I can only guess about the precise meaning that cars have in Cuba – do people worry about them, feel sorry for them and have nightmares about their eventual deaths? Do people ever imagine some future time when sorcery runs out and the Malecon is still? We should have asked Ernesto if he had named his car.

I did not realize it at the time, but Ernesto taught us a critical lesson about the essence of degrowth (a term I was not yet aware of). If we ever euthanize consumerism and replace it with degrowth we will have to adore material things far more deeply than we currently do. In this future world every possession will need love and attention – cars, shirts, shoes, cell phones, coats, hats, dishes, bowls, appliances….these will all become important, and, in the best case scenario, might make us happier. We will become, like Ernesto, not owners but stewards – tailors, mechanics, carpenters, repairpersons, potters. We will have to reinvent the lost art of self-reliance.

Philosophers, poets and writers, throughout human history have praised the virtues of simplicity. Thoreau wrote in Walden about the benefits of wearing pants with patched knees. He warned us to beware of any “enterprise that required new clothes.” A pair of pants with patches at the knees has transformed the mender – the relationship between a garment and wearer becomes one of reciprocity rather than of commodification.

Rather presciently, Thoreau wrote that undue pursuit of things and comfort is a trap:

“The luxuriously rich are not simply kept comfortably warm, but unnaturally hot; as I implied before, they are cooked, of course a la mode.”

There is a growing body of research supporting Thoreau (and Ernesto) regarding the deep connection between people and possessions in the context of a simpler lifestyle.
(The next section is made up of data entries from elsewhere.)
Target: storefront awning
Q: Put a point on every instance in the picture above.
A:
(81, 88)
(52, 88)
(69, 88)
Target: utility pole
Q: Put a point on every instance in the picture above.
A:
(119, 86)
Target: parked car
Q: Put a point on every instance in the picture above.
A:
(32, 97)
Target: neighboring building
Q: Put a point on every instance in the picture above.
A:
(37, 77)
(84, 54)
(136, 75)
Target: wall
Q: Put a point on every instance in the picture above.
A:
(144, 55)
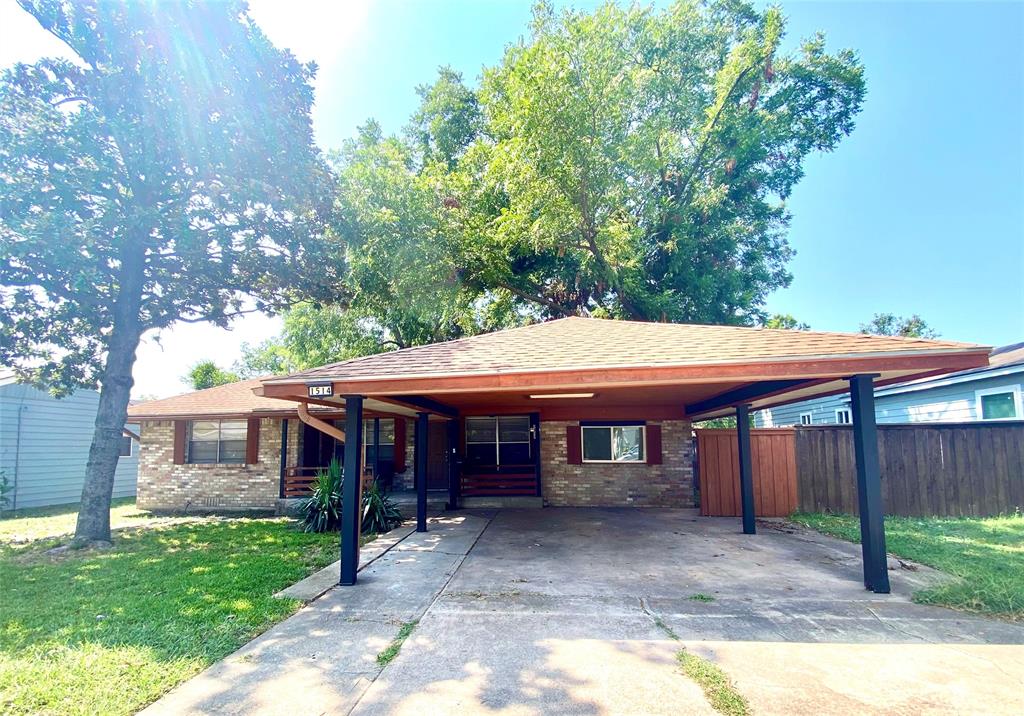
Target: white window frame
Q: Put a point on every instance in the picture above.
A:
(1014, 389)
(220, 440)
(368, 435)
(498, 435)
(643, 445)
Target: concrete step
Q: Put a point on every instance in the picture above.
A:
(527, 502)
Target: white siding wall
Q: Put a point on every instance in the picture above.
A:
(49, 459)
(949, 404)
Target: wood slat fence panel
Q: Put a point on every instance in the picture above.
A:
(774, 463)
(947, 469)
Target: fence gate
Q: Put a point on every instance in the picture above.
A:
(773, 457)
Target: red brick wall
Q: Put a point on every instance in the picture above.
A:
(164, 486)
(619, 485)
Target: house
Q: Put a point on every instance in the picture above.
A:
(225, 448)
(573, 412)
(990, 392)
(44, 446)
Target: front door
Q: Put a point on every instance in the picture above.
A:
(437, 455)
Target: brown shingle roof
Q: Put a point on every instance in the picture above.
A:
(579, 343)
(229, 399)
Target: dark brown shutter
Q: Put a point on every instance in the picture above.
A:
(573, 445)
(180, 430)
(399, 445)
(252, 441)
(653, 445)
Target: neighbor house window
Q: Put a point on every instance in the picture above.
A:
(612, 443)
(386, 439)
(217, 441)
(999, 404)
(499, 440)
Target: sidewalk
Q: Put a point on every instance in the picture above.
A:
(324, 658)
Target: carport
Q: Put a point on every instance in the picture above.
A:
(576, 409)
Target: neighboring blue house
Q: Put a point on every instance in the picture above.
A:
(982, 393)
(44, 446)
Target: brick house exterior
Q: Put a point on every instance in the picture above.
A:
(166, 486)
(617, 485)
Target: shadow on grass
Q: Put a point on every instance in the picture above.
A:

A recent study – “Toward a Theory of Minimalism and Well Being,” by Kasey Lloyd and William Pennington discovered that:

“Many participants reported they no longer engage in recreational shopping, and almost all participants reported any purchases they now made were strategic, purposeful, and well-researched. While participants tended to reject the materialistic idea that possessions portrayed status, a number of participants reported that the possessions they currently own add joy or value to their lives. As they truly liked and identified with their possessions, they assisted them to feel more authentic.”

Lloyd and Pennington specified that simplicity benefitted the well off, but did not bestow happiness upon those living in poverty. Such an assertion, I believe, diminishes the agency and resourcefulness of Cubans who have – under terrible circumstances – created medical, musical and automotive miracles despite being bullied and harassed by the world’s most predatory nation. I believe that degrowth has value to all, and if widely adopted would powerfully address inequity.

It will not be easy to embrace degrowth even though we must do so. Degrowth will involve hard work. We could, however, easily lift the blockade.